Video Games

Titanfall Hype Revisited


A look at Titanfall release.

Titanfall is finally here, and its had a few weeks to be digested by gamers everywhere (including myself). Respawn Entertainment’s brainchild had an insane hype following ever since it was announced, and it only got stronger as more was revealed. Originally it was mostly appealing to Call of Duty players, considering the similarities between the games and the familiarity with the developers. But once they opened up the beta to the masses, the hype spread like fire among a huge group. Popular gaming news sites such as IGN praised the game as innovative and refreshing. Everyone was on the edge of their seat for Titanfall.

But does it live up to the hype?

Everyone has their own opinions about this, but as a whole the gaming community seems to feel that it doesn’t. It’s also important to recognize that anything can get overhyped and create unrealistic expectations, regardless of whether or not the product is actually quality. Titanfall is a solid game with a sturdy foundation and traditional roots; it really stands out as a spiritual successor to the widely considered dying breed of CoD games. But part of what makes it a good game is also part of the problem: it’s pretty much the same. There is a high degree of futuristic polish to the game, and this along with the Titans themselves tends to draw away from the fact that there really isn’t much innovation here. The dynamic movement system is refreshing, but only because past CoD games and games like Battlefield didn’t have it. Wallrunning, jetpacking, and simplistic parkour have been in FPS for ages (Unreal Tournament, Tribes). The concept of piloted mechs in an FPS setting is also an old one, though this is arguably the best balanced combination of infantry and robots seen in multiplayer gaming. The weapons are also fairly cut and dry, oldschool loadouts with a sci-fi paint job. This isn’t necessarily a bad thing, because it allows for greater familiarity with the guns for veteran FPS players, but it’s also nothing special. There is no customization in the game aside from loadouts, and absolutely no visual customization at all aside from gender (your soldiers appearance changes with your weapon). This may be changed in the future, but is not currently implemented. Titanfall also uses a system called “regeneration” that is similar to prestiging in Call of Duty titles. Personally I find this to be an unnecessary addition that seems like it only exists to force replayability (you lose all unlocks and start from level 1). To me this seems like an attempt to escape the responsibility of creating real progression and long-term content for the game, though I’m sure many people have different views.

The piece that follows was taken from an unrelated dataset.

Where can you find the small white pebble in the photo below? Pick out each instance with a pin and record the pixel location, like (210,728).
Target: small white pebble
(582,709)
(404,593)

These criticisms aside, Titanfall is a great game. I’ve put many hours into it and felt both victory and defeat plenty of times. Doing well feels exhilarating and doing poorly makes you want to try harder next round. It’s a good time sink with a variety of situations to immerse yourself in. The combat is fast-paced and balanced, and the burn card system adds a degree of spastic change to every match. If you’re a fan of the CoD franchise or of standard FPS in general, Titanfall will rub you all the right ways. If you were looking for something truly new and inventive, it may not be the game for you.